FOREIGNER «Inside Information» (Atlantic, 1987)

FOREIGNER «Inside Information» (Atlantic, 1987)

Una obra que rompe y une

Por José Ramón González.

 

Un disco fundamental. Un disco controvertido. Un disco deslumbrante. Adorado y repudiado…, extraordinario. Y decisivo, tanto para los amantes de la banda, que empezaron a dividirse entre los que aceptaron la nada escondida senda por la que habían empezado a ir desde el anterior álbum (Agent provocateur (1984)), y los que rechazaron el abandono de las maneras rockeras en favor de un sonido infectado de parásitos pop; como para la banda misma, pues tras la gira las bandas elásticas de la concordia que mantenían unidos, pero a distancia, al guitarrista Mick Jones y al cantante (una reverencia, por favor) Lou Gramm no dieron más de sí, y éste último terminó abandonando el grupo. Balada tras balada, Lou Gramm se iba cansando, aburriendo, a pesar de que seguía cumpliendo con su trabajo de una manera muy profesional, aunque, según él, cantaba sin ganas, sin alma, esas canciones que los lanzaban constantemente a las listas de éxitos. Menos mal, porque no puedo imaginar cómo habría quedado Inside information si le hubiese echado todas las ganas que dice que no puso; si bien es cierto que cuando dijo esas palabras se refería a una canción en concreto que aseguraba repudiar: «I don’t want lo live without you». Desde luego, muy profesional debía de ser porque he escuchado la canción infinidad de veces —aunque tampoco es que sea mi favorita— y no detecto desgana alguna.

No por ser un tópico es menos cierto eso de que hay discos que te acompañan, o incluso te persiguen, toda la vida.
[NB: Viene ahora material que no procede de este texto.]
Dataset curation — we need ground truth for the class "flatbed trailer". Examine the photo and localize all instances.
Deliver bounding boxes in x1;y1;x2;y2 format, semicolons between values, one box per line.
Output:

En otras ocasiones eres tú el que los persigue, los acosa casi sin descanso regresando a su regazo consolador una vez tras otra siempre que lo necesitas. Y no te fallan. Me encontré con Inside information muy joven, tanto que no tenía aún capacidad suficiente para valorar al completo su relevancia artística. Casi al mismo tiempo, o poco antes, había adquirido Agent provocateur, que me había proporcionado innumerables horas de placer musical (llegué a obsesionarme con el intenso dramatismo de «That was yesterday»). Hubo algo en Inside information, un chispazo, un momento de esos que no se dan tan a menudo, que me unió a él a través de un fogonazo de emoción, que es el adherente más fuerte que existe.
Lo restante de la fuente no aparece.